Dell is under fire for the second time in less than a week, after users discovered another self-signed root certificate was being installed on their devices.
When users visit the Dell Support site and click “Detect Product,” they are prompted to download and install the DSDTestProvider certificate – worryingly similar to the eDellRoot controversy that erupted a few days ago.
Although neither root certificate is a direct security threat, both can be used by cyberattackers to create fake certificates for malicious websites or to sign malware so it looks like a piece of genuine software.
A Dell representative has stressed that the eDellRoot certificate is not malware or adware, but the hardware manufacturer has issued a removal tool.

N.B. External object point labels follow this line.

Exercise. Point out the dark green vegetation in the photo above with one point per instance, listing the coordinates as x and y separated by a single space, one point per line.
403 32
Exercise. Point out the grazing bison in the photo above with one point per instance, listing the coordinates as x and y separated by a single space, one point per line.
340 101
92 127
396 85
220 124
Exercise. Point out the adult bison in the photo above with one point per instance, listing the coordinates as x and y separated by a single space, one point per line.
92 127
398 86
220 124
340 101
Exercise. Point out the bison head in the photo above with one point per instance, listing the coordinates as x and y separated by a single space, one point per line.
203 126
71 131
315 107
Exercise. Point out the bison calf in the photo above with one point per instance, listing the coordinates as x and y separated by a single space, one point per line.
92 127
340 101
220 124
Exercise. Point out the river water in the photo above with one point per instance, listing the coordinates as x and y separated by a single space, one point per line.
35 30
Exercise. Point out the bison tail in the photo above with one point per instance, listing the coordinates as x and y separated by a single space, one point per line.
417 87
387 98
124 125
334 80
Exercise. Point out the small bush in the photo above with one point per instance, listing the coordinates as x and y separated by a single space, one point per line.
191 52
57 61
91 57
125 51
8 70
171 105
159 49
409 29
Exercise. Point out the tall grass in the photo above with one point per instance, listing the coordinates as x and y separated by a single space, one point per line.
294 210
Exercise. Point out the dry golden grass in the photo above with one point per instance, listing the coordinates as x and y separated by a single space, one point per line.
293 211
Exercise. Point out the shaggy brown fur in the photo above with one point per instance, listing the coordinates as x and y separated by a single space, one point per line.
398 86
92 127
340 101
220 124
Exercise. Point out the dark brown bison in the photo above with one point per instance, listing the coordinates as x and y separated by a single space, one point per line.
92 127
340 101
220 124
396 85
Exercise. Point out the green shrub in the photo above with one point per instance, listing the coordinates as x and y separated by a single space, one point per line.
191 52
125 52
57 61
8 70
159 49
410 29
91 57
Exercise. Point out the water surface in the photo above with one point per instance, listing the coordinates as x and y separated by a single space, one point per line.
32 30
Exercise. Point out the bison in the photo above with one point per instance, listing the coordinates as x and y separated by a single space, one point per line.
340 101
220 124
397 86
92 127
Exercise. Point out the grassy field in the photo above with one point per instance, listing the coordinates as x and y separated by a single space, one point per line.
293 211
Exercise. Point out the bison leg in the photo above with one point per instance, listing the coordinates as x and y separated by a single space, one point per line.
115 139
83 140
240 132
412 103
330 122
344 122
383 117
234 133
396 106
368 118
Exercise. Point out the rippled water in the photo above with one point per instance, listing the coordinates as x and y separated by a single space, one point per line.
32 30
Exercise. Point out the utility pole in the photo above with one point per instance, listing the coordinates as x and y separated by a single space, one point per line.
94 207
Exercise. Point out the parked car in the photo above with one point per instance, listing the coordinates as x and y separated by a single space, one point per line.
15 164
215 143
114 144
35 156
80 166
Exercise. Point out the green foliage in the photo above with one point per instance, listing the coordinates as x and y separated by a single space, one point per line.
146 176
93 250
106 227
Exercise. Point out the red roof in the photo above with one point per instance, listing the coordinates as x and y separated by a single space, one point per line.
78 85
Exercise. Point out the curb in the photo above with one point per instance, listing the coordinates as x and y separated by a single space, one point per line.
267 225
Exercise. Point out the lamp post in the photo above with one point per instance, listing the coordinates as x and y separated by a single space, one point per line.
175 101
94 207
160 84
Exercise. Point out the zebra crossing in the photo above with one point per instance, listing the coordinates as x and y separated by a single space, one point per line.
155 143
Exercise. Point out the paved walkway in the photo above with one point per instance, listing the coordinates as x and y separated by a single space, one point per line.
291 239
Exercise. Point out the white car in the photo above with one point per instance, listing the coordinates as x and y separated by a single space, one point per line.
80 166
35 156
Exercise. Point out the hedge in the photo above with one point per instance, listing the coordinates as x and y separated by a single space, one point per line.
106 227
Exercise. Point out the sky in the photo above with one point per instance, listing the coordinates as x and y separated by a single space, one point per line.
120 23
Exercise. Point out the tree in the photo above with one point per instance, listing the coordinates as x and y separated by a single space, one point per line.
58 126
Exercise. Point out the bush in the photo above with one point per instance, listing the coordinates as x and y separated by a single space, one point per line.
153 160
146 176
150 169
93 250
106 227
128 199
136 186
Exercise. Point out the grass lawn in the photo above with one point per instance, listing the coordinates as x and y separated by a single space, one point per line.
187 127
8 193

However, the company has yet to respond to the discovery of the second root certificate.
The incidents mirror the Superfish scandal that rocked Lenovo back in February. Users were shocked to find that the Chinese brand had pre-installed the software on new laptops, leaving them open to a man-in-the-middle style attack.
Unlike Lenovo, Dell has acted quickly to quell any security concerns, but this is not the first time that the computer technology firm has created vulnerabilities on its customers’ devices. Earlier this year, security researchers discovered that the Dell System Detect tool had a security flaw that would allow attackers to install malware remotely.
The real disappointment, from a consumer point of view, is that Dell, Lenovo, and perhaps other hardware manufacturers are not being as transparent as they could be regarding their products. Customers are often not aware of the software or certificates being installed on their devices, let alone if they have any harmful security implications.